Black Sea Arena
BLACK SEA ARENA – Multi-purpose venue for concerts and shows on the Georgian shores of the Black Sea as nucleus of further development of the region, designed as open-air space with adaptable roof and façade structures, capacity of approx. 9.000 visitors, planned and executed as part of a master plan with all necessary infrastructure and landscaping.
As part of a comprehensive scheme for economic and touristic development of the Georgian coastline, the charitable Association ATU erected a multi-purpose venue for 9.000 visitors on an empty field by the highway from Batumi to Poti, next to a small eucalyptus forest and only a short walk away from the beach. The main auditorium was requested as an open-air space, with adaptable roof and façade structures to provide shelter from rain and wind.
Due to its location, the project did not only call for an auditorium and its related functions such as lobbies, VIP areas, changing rooms and offices. In addition, all access streets, parking, vast landscaping, technical infrastructure as well as a warehouse for stage equipment and a fire station had to be developed.
The integration of this large-scale concept in its rural surroundings was a main goal in the design process.
The complex program was distributed between two separate buildings: the actual Black Sea Arena with its egg-shaped footprint for all visitors, artists and management, and a secondary building for the warehouse, the fire station and the main power and water supply.

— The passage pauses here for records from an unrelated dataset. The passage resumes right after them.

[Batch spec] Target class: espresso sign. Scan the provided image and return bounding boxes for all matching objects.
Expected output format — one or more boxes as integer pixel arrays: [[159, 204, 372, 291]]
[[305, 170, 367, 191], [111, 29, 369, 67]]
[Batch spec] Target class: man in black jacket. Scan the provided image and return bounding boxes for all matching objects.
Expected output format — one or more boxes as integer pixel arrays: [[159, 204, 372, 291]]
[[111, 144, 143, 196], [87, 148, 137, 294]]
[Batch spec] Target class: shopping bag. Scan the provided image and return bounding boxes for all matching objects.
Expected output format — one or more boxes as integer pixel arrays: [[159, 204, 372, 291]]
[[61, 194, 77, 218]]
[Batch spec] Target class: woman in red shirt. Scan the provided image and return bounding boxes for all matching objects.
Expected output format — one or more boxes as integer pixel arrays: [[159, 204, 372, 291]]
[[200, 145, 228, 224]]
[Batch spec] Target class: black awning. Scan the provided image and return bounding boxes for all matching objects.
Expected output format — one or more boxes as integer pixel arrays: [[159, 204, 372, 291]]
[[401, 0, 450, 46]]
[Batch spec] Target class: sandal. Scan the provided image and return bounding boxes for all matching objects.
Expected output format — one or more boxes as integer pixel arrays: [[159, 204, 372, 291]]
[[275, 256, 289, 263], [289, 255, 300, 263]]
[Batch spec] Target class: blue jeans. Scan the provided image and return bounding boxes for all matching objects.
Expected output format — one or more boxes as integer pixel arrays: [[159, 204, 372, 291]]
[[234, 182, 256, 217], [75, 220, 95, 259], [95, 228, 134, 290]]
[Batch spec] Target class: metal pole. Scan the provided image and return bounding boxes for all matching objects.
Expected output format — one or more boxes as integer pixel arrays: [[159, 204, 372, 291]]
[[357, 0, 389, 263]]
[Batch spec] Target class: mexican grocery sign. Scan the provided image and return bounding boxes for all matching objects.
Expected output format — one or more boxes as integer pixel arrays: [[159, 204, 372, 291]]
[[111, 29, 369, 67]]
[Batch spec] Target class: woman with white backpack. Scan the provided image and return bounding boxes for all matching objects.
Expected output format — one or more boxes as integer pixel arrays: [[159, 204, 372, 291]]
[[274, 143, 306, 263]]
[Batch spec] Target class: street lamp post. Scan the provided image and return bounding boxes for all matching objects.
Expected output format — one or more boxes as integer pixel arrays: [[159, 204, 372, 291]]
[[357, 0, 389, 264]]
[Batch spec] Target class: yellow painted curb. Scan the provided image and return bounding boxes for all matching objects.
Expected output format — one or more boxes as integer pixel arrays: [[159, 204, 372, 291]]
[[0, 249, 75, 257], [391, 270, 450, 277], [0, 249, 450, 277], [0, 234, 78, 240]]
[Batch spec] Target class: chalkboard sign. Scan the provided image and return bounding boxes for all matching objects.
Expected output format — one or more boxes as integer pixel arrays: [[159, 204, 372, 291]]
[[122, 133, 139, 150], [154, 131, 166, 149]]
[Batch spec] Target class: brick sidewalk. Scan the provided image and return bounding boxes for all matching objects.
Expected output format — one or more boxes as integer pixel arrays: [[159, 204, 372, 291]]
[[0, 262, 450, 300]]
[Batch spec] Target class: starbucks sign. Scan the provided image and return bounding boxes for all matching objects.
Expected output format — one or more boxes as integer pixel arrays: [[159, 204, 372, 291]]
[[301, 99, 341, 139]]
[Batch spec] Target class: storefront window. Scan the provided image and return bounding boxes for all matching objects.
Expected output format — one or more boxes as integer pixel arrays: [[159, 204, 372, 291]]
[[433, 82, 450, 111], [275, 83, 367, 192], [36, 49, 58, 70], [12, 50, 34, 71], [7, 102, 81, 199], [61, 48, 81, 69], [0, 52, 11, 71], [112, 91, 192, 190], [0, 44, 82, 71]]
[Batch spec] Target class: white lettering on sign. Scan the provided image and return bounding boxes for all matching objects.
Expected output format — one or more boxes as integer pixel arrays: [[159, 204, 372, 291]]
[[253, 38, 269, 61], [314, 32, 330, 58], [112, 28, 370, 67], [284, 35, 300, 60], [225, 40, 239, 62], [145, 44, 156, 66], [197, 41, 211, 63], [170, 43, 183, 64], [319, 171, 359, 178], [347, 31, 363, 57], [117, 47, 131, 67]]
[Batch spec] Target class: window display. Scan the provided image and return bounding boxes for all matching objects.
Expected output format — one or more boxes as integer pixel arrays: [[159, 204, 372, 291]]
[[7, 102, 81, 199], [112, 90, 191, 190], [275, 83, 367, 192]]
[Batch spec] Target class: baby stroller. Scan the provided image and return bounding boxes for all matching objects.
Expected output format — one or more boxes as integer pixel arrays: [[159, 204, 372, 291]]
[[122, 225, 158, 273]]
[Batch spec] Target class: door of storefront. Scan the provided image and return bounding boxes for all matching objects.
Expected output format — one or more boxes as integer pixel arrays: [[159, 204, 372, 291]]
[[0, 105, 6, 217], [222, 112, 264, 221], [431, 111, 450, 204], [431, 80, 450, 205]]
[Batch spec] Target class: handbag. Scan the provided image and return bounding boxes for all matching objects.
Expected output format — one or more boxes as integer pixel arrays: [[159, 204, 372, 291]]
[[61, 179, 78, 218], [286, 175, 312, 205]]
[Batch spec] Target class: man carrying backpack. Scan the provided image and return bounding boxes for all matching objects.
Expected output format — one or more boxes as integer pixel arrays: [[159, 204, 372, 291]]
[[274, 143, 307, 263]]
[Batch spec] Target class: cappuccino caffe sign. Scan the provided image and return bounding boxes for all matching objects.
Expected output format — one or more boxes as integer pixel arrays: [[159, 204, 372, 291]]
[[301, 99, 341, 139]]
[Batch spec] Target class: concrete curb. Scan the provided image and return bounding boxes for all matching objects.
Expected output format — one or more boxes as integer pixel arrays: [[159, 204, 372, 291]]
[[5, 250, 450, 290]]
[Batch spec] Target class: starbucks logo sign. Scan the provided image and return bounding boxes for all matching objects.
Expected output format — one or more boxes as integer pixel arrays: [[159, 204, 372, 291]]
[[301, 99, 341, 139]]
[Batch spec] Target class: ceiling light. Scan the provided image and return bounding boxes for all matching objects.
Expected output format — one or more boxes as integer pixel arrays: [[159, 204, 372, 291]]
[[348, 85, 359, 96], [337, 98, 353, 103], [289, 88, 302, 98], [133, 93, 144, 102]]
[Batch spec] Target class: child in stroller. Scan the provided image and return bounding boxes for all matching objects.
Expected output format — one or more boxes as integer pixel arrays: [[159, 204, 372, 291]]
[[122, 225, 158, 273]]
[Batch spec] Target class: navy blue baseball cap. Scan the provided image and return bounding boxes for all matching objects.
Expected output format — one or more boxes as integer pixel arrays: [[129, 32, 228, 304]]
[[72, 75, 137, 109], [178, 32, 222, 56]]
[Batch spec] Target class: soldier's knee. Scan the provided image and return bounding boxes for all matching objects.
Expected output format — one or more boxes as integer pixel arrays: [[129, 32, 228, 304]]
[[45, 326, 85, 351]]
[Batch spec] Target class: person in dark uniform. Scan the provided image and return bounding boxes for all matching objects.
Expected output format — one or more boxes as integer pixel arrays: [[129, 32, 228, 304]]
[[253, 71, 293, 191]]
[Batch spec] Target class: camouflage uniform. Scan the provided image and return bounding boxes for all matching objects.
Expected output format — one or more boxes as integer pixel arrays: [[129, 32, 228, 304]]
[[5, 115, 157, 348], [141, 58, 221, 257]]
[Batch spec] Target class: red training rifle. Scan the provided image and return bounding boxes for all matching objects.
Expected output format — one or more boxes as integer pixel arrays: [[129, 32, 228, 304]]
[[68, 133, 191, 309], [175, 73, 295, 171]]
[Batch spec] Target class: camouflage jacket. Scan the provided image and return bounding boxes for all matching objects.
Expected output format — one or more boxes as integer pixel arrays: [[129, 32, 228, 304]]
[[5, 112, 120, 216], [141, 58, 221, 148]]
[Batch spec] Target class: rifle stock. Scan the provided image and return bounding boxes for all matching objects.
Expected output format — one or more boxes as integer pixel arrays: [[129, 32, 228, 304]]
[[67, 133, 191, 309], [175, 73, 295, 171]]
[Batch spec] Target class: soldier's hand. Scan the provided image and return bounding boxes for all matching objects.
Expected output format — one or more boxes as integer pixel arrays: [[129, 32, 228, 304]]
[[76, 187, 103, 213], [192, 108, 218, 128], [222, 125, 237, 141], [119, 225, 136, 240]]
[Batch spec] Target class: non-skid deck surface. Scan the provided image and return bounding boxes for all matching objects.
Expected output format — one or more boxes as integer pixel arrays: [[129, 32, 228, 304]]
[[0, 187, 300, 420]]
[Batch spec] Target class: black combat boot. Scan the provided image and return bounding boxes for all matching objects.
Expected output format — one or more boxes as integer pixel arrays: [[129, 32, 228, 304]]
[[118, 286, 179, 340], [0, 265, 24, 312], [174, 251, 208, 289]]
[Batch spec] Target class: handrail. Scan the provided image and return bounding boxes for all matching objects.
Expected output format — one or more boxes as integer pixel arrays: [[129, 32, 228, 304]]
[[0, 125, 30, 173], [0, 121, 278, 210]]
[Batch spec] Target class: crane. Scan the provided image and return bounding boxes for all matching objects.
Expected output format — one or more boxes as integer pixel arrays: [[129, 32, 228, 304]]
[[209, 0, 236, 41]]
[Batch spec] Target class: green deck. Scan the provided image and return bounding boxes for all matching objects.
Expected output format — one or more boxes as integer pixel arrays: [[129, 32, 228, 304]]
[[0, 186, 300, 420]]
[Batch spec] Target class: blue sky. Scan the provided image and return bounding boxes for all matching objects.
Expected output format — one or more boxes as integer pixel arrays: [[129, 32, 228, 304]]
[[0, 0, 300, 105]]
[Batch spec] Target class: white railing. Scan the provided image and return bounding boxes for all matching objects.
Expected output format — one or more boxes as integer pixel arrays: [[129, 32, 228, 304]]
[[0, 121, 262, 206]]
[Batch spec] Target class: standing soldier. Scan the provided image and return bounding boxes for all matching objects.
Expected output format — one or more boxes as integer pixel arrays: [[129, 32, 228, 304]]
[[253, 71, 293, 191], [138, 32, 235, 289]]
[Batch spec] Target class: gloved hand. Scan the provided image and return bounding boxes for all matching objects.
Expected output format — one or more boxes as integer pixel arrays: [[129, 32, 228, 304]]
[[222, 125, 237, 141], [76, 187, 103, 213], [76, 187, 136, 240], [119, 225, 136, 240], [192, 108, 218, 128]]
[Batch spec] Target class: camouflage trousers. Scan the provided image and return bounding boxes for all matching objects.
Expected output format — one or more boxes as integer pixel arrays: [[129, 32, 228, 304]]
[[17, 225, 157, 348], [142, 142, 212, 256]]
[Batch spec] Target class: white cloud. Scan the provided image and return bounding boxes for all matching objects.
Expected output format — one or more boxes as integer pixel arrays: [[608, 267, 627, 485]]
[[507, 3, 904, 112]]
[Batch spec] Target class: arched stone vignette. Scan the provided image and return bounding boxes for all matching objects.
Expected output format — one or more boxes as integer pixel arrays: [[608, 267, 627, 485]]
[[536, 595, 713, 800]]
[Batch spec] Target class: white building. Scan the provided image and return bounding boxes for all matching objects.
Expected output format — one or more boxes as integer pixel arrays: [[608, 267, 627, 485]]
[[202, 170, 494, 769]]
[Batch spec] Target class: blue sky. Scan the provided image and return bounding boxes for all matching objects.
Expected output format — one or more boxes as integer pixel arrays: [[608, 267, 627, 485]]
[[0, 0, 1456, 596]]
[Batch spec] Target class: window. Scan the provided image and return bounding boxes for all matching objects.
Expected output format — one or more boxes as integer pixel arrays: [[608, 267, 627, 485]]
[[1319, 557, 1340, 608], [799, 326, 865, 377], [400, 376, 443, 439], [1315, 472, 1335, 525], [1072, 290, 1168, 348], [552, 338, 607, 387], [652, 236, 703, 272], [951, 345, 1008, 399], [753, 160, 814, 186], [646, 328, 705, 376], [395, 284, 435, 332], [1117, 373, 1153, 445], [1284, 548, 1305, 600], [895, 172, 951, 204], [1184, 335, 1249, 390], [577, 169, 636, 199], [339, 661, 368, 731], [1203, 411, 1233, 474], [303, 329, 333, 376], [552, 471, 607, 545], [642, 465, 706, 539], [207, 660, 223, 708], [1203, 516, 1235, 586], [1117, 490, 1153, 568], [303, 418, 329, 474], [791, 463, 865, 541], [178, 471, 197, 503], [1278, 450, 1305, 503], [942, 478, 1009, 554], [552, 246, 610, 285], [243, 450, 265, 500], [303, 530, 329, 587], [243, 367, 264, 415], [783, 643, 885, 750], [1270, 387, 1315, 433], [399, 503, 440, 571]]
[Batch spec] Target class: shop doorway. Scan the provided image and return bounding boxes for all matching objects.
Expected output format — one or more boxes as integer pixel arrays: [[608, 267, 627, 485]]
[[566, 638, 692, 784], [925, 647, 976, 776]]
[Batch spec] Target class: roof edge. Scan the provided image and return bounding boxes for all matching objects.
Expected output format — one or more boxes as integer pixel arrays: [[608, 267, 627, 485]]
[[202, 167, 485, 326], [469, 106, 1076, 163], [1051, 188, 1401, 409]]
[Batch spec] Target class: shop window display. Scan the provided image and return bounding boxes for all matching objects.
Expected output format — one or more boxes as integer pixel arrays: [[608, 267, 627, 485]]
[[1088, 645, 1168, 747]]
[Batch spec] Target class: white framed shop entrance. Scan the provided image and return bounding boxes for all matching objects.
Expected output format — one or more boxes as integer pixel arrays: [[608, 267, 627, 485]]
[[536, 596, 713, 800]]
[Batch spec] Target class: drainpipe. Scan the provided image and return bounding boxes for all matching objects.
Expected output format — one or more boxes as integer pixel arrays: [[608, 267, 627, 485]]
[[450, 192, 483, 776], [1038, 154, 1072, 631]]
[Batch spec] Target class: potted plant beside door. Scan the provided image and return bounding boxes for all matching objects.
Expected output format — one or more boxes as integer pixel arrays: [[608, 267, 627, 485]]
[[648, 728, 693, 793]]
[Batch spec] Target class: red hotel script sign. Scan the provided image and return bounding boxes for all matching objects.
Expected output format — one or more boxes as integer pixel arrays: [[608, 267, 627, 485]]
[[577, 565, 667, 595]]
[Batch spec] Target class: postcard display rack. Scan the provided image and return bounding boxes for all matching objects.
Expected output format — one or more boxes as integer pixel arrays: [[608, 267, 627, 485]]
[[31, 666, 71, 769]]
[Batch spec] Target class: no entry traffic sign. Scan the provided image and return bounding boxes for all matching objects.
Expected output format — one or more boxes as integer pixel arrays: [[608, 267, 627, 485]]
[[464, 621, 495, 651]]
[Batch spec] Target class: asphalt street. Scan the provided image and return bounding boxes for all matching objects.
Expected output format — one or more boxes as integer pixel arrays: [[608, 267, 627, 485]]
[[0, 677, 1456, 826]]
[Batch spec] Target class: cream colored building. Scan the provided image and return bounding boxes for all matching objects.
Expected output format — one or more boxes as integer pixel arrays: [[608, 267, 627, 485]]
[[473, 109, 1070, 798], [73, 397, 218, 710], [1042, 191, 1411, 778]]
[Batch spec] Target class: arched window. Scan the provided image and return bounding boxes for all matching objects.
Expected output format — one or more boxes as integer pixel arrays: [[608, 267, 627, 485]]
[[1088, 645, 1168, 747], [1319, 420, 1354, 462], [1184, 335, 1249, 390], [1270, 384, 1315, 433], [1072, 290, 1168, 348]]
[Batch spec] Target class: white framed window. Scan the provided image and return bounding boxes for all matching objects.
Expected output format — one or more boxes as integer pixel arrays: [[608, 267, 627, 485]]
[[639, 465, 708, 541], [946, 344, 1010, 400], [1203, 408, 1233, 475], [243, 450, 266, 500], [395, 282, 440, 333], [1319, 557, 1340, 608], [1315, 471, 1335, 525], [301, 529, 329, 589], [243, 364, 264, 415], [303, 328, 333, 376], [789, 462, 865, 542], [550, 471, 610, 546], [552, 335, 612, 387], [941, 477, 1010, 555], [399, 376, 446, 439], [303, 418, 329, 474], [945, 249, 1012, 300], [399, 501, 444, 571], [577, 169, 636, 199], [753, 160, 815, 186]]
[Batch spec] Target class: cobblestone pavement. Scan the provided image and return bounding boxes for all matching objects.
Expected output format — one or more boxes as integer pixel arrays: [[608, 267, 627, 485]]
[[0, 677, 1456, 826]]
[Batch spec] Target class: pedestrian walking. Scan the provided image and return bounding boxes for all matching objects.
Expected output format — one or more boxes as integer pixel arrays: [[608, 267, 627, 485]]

The various parts of the arena were united under a slanting roof structure and a surrounding façade of vertical louvres. The closed green louvres create an abstract volume during the day, while their illumination with countless colours and patterns draws great attention in the evenings. The roof above the grandstands was planned with a slender compression ring and a completely retractable membrane roof. Together with the controllable louvres, this provided for the required adaptability to weather conditions.
All parts were to be designed and detailed according to German rules and regulations, while being executed on site by Georgian companies not experienced in this type of project. A very high overall standard was achieved in this process, but the adaptable roof structure was changed into a less minimalistic execution with movable but rigid sections by the client and his companies.
Due to a high earthquake risk, the grandstands with all levels below, as well as the 6-storey building behind the large stage were erected as stable concrete structures, whereas the main roof was built as lightweight steel structure with metal cladding. The rotating louvres were covered with translucent fibreglass panels.
While the exterior long-distance appearance is dominated by the colours green and silver, this changes into red and grey while approaching and entering the venue. The pavement of the large outside staircase with Georgian granite extends into all lobbies and the main circulation areas of the grandstands.
The mild climate does not require special attention to heat insulation, but all outside materials were chosen in regard to the high humidity, frequent rainfall and aggressive seaside atmosphere of the building site. High-quality exposed concrete could be executed instead of the locally typical plasterwork, so all surfaces can be effectively cleaned and maintained.
The considerable costs of the entire project were compensated by the qualification of Georgian firms, the benefits for the region, and the employment and training of locals.